Traitement du mildiou de la tomate

Si vos tomates sont atteintes de mildiou, vous n’aurez d’autre choix que de supprimer les parties infectées le plus vite possible pour stopper son développement, de façon à ne garder aucune trace du chromiste facteur de la maladie.

Pour cela, coupez-les parties des plants qui présentent les symptômes cités ci-dessus avec un sécateur propre. Le mieux est de stériliser ce dernier après chaque coupe pour éviter de contaminer les autres plants qui sont encore sains. Une fois la coupe terminée, brûlez les déchets. Les jeter n’est pas très conseillé, surtout dans le compost, car les spores de mildiou se répandront sûrement donc dans tout le potager. Si vous voulez procéder ainsi, jetez les parties de plantes infectées à la poubelle.

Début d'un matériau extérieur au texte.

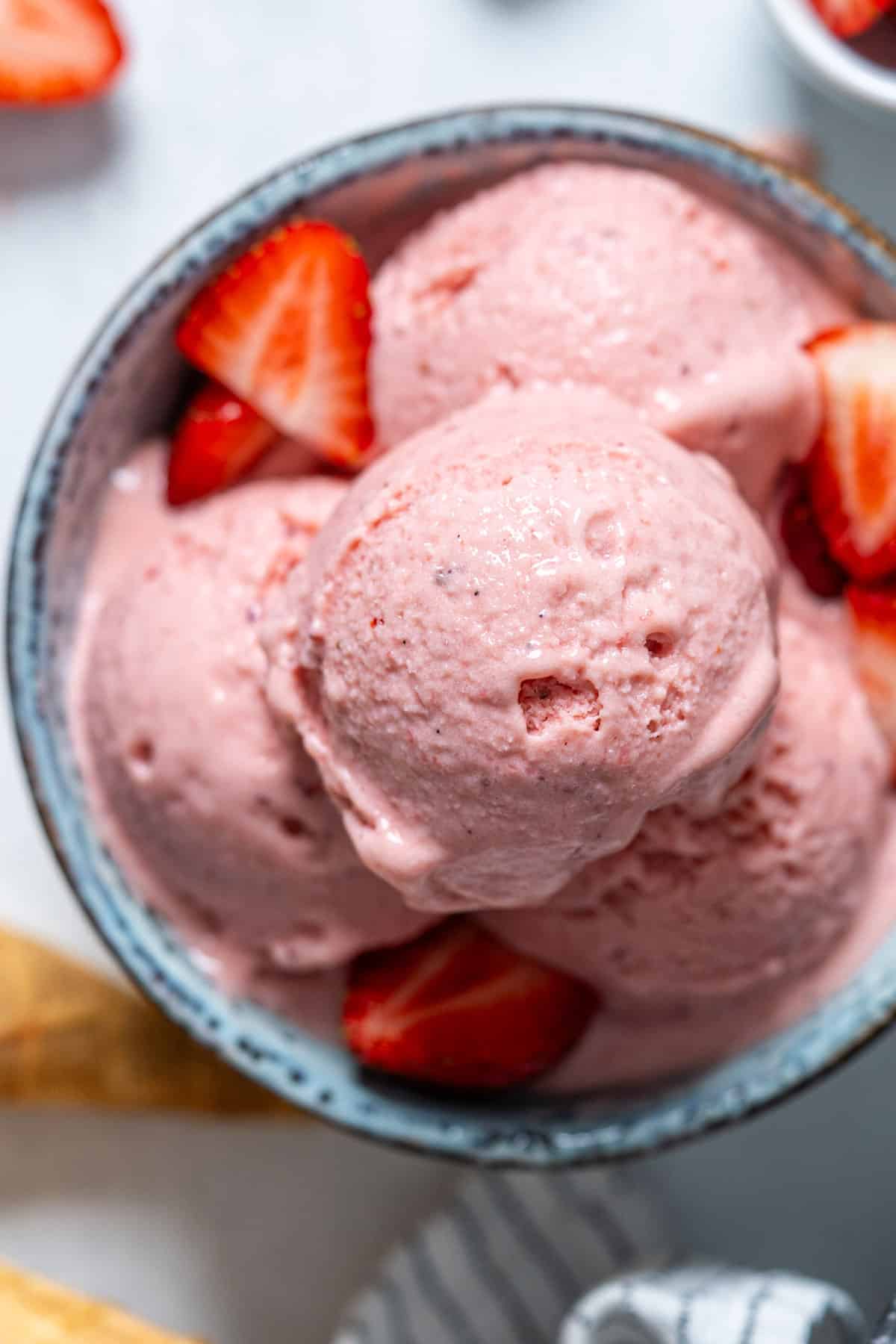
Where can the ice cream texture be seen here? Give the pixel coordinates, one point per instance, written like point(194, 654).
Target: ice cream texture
point(600, 275)
point(541, 665)
point(520, 633)
point(223, 820)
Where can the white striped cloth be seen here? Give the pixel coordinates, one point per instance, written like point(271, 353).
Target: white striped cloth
point(576, 1258)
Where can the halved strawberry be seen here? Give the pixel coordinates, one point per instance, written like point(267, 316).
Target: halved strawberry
point(287, 329)
point(805, 541)
point(853, 467)
point(57, 50)
point(458, 1008)
point(874, 612)
point(218, 440)
point(849, 18)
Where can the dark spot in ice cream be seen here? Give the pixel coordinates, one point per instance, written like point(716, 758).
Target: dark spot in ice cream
point(292, 826)
point(548, 703)
point(659, 644)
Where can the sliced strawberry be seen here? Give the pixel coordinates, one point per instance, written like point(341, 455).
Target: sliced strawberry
point(874, 613)
point(853, 468)
point(805, 541)
point(287, 329)
point(57, 50)
point(218, 440)
point(849, 18)
point(458, 1008)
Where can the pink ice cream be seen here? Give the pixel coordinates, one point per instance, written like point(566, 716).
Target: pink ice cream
point(601, 275)
point(709, 934)
point(703, 910)
point(220, 820)
point(528, 665)
point(519, 635)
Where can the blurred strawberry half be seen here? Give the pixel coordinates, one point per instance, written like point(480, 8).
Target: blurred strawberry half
point(849, 18)
point(57, 50)
point(874, 612)
point(287, 329)
point(461, 1009)
point(853, 468)
point(218, 440)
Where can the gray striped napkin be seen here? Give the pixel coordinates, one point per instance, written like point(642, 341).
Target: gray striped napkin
point(514, 1260)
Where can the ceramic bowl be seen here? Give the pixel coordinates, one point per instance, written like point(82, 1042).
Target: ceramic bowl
point(129, 383)
point(862, 70)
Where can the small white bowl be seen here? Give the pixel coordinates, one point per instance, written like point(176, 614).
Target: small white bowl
point(832, 60)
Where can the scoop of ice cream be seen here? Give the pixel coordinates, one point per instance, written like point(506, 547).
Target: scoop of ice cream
point(220, 820)
point(602, 275)
point(520, 632)
point(703, 910)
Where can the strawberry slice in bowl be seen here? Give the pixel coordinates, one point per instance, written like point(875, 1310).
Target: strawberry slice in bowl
point(874, 617)
point(57, 52)
point(458, 1008)
point(218, 440)
point(853, 465)
point(850, 18)
point(803, 539)
point(287, 329)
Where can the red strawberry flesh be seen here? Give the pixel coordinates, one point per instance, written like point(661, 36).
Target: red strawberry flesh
point(458, 1008)
point(218, 440)
point(287, 329)
point(853, 467)
point(805, 541)
point(57, 50)
point(850, 18)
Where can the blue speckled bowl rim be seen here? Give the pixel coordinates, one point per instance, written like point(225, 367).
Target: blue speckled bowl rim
point(529, 1130)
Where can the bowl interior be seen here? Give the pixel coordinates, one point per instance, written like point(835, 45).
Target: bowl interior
point(129, 385)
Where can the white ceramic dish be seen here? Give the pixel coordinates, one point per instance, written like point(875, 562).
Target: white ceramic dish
point(835, 63)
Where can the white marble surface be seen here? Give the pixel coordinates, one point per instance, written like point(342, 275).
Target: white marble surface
point(247, 1234)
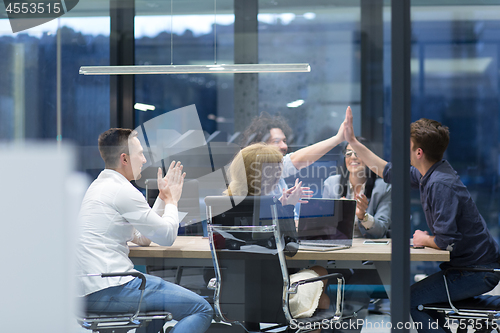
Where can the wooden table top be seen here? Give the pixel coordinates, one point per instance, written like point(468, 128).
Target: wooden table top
point(197, 247)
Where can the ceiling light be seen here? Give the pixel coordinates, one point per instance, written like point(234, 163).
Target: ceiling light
point(143, 107)
point(192, 69)
point(295, 104)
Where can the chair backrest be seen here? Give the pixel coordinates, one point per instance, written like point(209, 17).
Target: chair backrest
point(247, 243)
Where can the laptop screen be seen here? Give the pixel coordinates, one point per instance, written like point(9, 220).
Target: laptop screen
point(327, 219)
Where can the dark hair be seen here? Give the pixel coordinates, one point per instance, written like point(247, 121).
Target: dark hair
point(431, 137)
point(344, 175)
point(258, 131)
point(113, 143)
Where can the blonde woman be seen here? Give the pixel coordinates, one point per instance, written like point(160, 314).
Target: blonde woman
point(255, 171)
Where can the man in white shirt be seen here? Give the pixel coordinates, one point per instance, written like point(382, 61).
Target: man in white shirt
point(114, 212)
point(274, 131)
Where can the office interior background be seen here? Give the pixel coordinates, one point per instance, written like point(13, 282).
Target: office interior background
point(455, 75)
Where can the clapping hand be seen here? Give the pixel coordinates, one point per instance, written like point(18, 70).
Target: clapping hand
point(170, 186)
point(295, 194)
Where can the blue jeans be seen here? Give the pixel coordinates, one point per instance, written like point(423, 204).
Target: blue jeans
point(461, 285)
point(192, 312)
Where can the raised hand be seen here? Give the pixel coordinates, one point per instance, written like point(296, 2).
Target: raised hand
point(348, 127)
point(170, 186)
point(361, 205)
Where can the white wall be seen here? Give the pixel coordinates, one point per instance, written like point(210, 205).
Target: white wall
point(39, 200)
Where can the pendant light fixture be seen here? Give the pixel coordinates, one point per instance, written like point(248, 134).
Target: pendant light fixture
point(195, 69)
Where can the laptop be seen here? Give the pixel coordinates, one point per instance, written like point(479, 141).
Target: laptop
point(326, 224)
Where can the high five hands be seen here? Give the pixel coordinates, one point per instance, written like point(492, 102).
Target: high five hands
point(296, 194)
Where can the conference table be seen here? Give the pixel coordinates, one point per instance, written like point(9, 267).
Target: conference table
point(194, 251)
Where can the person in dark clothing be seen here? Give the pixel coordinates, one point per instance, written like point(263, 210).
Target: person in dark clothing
point(452, 216)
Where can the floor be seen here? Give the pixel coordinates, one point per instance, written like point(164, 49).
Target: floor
point(376, 321)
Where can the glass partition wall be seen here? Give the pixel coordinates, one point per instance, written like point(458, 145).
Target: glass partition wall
point(455, 49)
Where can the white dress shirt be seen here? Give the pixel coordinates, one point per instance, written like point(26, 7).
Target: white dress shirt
point(114, 212)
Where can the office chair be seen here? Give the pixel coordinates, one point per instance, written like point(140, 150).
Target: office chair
point(121, 322)
point(481, 312)
point(251, 285)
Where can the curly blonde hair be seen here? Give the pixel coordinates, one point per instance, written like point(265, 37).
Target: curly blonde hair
point(255, 170)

Lorsque vous aurez fini de supprimer toutes les traces de mildiou sur vos tomates, traitez les plants sains avec de la bouillie bordelaise, puis refaites l’opération de manière régulière jusqu’à peu près 15 jours avant la récolte. Vous pouvez également pulvériser tout le feuillage de vos plantes avec de la décoction de prêle ou d’ail, ou encore avec une solution constituée d’une cuillère à soupe de bicarbonate de soude et une cuillère à soupe également de savon noir liquide par litre d’eau. Vous devez effectuer cette opération une fois tous les 10 jours.

La bouillie bordelaise est sûrement le traitement le plus efficace pour éradiquer le mildiou. Les trois préparations naturelles qu’on vient de citer (décoction de prêle ou d’ail et la préparation à base de bicarbonate de soude) ne peuvent que bloquer le développement du mildiou et ne sont donc idéals qu’au début de la contamination. Toutefois, le cuivre que cette bouillie contient tue une grande partie des micro-organismes au contact du sol.

Faut-il arrêter de cultiver des tomates sur un endroit déjà contaminé par le mildiou ?

La réponse est oui, du moins durant quelques années (quatre ou cinq ans). Les spores de mildiou passent, en effet, l’hiver dans les débris de plantes déjà contaminés, sous terre, et ne sont totalement inoffensifs qu’après des années après la suppression des plantes infectées.

Des variétés de tomates plus et peu résistantes au mildiou ?

Les variétés hybrides et anciennes sont plus résistantes aux attaques de mildiou que les autres mais elles ne sont pas totalement immunisées. Il s’agit par exemple des tomates cerise, le Saint Pierre, Iron Lady ou Pyros (F1), La Rose de Berne, etc.

Opter pour la culture des variétés précoces peut être aussi une bonne idée. Ainsi, vous pourrez espérer récolter les fruits produits tôt en saison, avant la déclaration de la maladie.

Est-ce que tailler ou non ses tomates peut les protéger contre le mildiou ?

Cette question se pose souvent. En réponse, certains disent avoir remarqué que leurs tomates résistent mieux au mildiou, ainsi qu’à d’autres maladies lorsqu’ils ne les taillent pas. D’autres disent qu’ils taillent méticuleusement les feuilles et cela marchent aussi. Que faut-il donc penser de ces deux remarques totalement opposées ? La première remarque peut être vraie dans le sens que sans des blessures, il y aura moins de risques de contamination venant de l’extérieur.

Pour la deuxième constatation, tailler les feuilles touchant le sol réduit la chance de contamination du mildiou aux tomates. Elles n’en seront pas pour autant immunisées puisque leurs pieds resteront attachés au sol.

Donc, on peut dire que la taille est nécessaire mais seulement des feuilles qui touchent le sol. Ce qui ne devra pas trop être un grand risque d’apparition du mildiou car dans ce cas, l’opération ne causera pas de multiples blessures au plant que celui-ci pourra se développer mieux.